Q. What are the products of metal combustion?
A: Combustion of metal powders produce only metal oxides and do not produce any greenhouse gases.

Q. What happens to metal oxides after combustion?
A: Metal oxides can be captured and stored after combustion. They can then be recycled using any available source of energy.

Q. What source of energy can be used to recycle metal oxides?
A: Any source of energy can be used. Ideally, the powders would be recycled using a carbon-free source of energy, such as solar or nuclear, to have a complete cycle with no greenhouse emissions.

Q. Will metal fuels be used in an internal combustion engine, similar to those found in gasoline or diesel cars?
A: Metal fuels cannot be used inside an internal combustion engine.

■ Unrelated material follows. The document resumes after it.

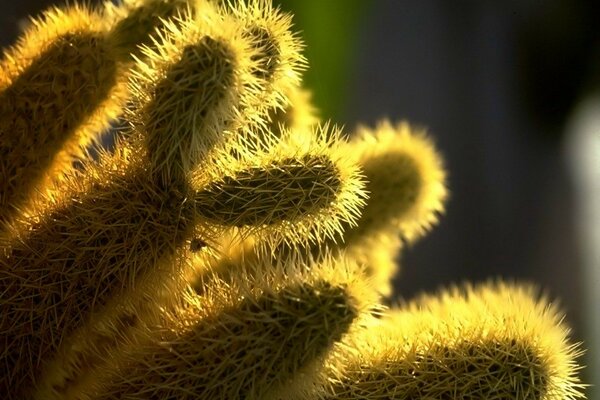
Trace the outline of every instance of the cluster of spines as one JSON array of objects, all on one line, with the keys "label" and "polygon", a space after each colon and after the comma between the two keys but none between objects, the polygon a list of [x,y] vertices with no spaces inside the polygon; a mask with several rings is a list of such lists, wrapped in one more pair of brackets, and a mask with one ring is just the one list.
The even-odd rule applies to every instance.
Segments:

The metal powders will be burnt using a burner. The heat produced from the burner can then be used for heating buildings, process heating, or be transformed into mechanical work or electricity using an external combustion engine. 

Q. What kind of engines can be used with metal powders?
A: Any external combustion engines can be used, such as Stirling and Rankine engines. Rankine engines are already used to produce electricity in coal and nuclear power plants.

Q. What particle size is required?
A: Particles are micron sized.

Q. Will particles agglomerate after dispersion?
A: Only nano-sized particles agglomerate after dispersion. The concept proposes to use micron-sized particles, which do not agglomerate.

Q. Doesn’t aluminum require a lot of energy to be produced from aluminum oxide?
A: Yes it does. But you get the same energy back during combustion, which is why it is a very interesting fuel!

Q. Will this concept require a lot of metal powders, which are limited resources?
A: The metal powders are recycled in this process. Iron is the third most abundant element in the earth crust and the reserves are orders of magnitude greater than what would be required.

Q. What are the advantages of metal powders over hydrogen or batteries?
A: The energy density of metal powders is significantly greater than that of hydrogen or batteries. Also, hydrogen poses a serious risk of accidental or intentional explosions, which is not the case with metal fuels.

Q. Aren’t batteries already commonly used in automobiles? Why metal powders?
A: Batteries work well in cars but have short ranges. Also, batteries have too low of an energy density to be used with heavy machinery, trucks, boats and trains.

Q. Where else can metal powders be used?
A:Metal powders can be used to provide energy in remote locations, to replace fossil fuels in industrial and commercial heating, provide energy for industries and can be used inside closed spaces where fossil-fuel emissions can become toxic to humans.

Q. How can energy be traded with metal fuels?
A: Currently, only fossil fuels can be traded internationally. Electricity can only be used in the vicinity of its place of production and sold to a limited market. Metal powders produced from electricity can, however, be traded in a similar fashion to fossil fuels anywhere on the planet.

Q. How can metal fuels help increase the penetration of renewable energy?
A: Production sites of renewable energy are often remote and far from major cities, where a significant portion of electricity is used. Metal powders can be produced on the site of renewable energy production and shipped, globally, to consumers.